Even small a SEP server must have a minimum set of configuration files before it can start. To add those files, create a directory in /opt/starburst named etc, parallel to bin and lib. Populate etc with the following configuration files, using contents suggested in Configuring Trino.

node.properties
Follow the sample in Node properties. For the node.properties line, the suggested value production has no special meaning; use any value, such as test.
jvm.config
Follow the sample in JVM config. Make sure you are viewing the deployment page that matches the SEP version you downloaded, then use the suggested text verbatim. An exception is to adjust the -XmX value as appropriate for your test environment.
config.properties
Follow the sample in Config properties. Use the third example in that section to specify a combined coordinator and worker machine.
catalog property files
Create a subdirectory etc/catalog. In the catalog subdirectory, create the following files, each containing a single line of text. See Catalog properties for guidance.
File name Contents
blackhole.properties connector.name=blackhole
jmx.properties connector.name=jmx
memory.properties connector.name=memory
tcpds.properties connector.name=tcpds
tpch.properties connector.name=tpch

Start on Configure and define catalogs to learn more about the relationship between data sources, catalogs, and connectors.

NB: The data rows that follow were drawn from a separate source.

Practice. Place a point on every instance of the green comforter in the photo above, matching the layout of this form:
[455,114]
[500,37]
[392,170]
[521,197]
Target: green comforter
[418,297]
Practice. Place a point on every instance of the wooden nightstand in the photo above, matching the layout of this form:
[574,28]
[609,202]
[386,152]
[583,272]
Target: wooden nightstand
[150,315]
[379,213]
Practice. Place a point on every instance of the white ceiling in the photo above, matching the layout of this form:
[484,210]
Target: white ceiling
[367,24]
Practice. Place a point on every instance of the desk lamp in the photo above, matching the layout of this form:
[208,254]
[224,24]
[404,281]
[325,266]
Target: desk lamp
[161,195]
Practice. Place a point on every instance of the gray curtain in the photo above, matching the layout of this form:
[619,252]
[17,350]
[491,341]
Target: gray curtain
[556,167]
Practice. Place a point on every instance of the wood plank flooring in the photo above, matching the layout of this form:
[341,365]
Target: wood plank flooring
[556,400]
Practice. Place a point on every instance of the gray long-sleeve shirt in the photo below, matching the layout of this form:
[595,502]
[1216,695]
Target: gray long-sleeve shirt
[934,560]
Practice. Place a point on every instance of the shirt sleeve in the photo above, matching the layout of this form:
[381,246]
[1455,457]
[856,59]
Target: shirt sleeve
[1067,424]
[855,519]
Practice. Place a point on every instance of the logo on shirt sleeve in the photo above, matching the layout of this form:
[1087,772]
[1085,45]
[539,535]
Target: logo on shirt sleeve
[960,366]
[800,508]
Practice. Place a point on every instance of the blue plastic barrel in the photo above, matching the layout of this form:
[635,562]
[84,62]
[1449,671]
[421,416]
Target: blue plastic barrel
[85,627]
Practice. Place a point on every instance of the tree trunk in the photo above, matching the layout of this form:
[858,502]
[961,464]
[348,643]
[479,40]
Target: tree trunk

Alternate configuration files #

Another way to get started quickly is to use the set of configuration files provided as examples for the O’Reilly book Trino: The Definitive Guide.

To use these ready-to-use configuration files, download the samples from their GitHub location either as a zip file or a Git clone. Let’s say you place your clone or unzip directory in /home/<username>/bookfiles.

From bookfiles, copy the entire etc directory from the single-installation sample folder to your installation directory. For example:

cd /home/<username>/bookfiles/single-installation
sudo rsync -av etc /opt/starburst/

Start the server #

Once configuration files are in place, start the server. From the installation directory, run the following command:

sudo bin/launcher start

For a successful server start, the launcher script returns a process ID. Check the server’s status to make sure the server finished its startup process:

sudo bin/launcher status

As an alternative, look for the exact phrase “SERVER STARTED” in the server.log file, which by default is in the var/log subdirectory of the installation directory:

grep "SERVER STARTED" <installation>/var/log/server.log

Verify the server #

To verify that your locally-run server is operating as expected, invoke the Trino UI as described in Verify the server.

Run queries #

To run queries against your server, use the Trino CLI as described in CLI.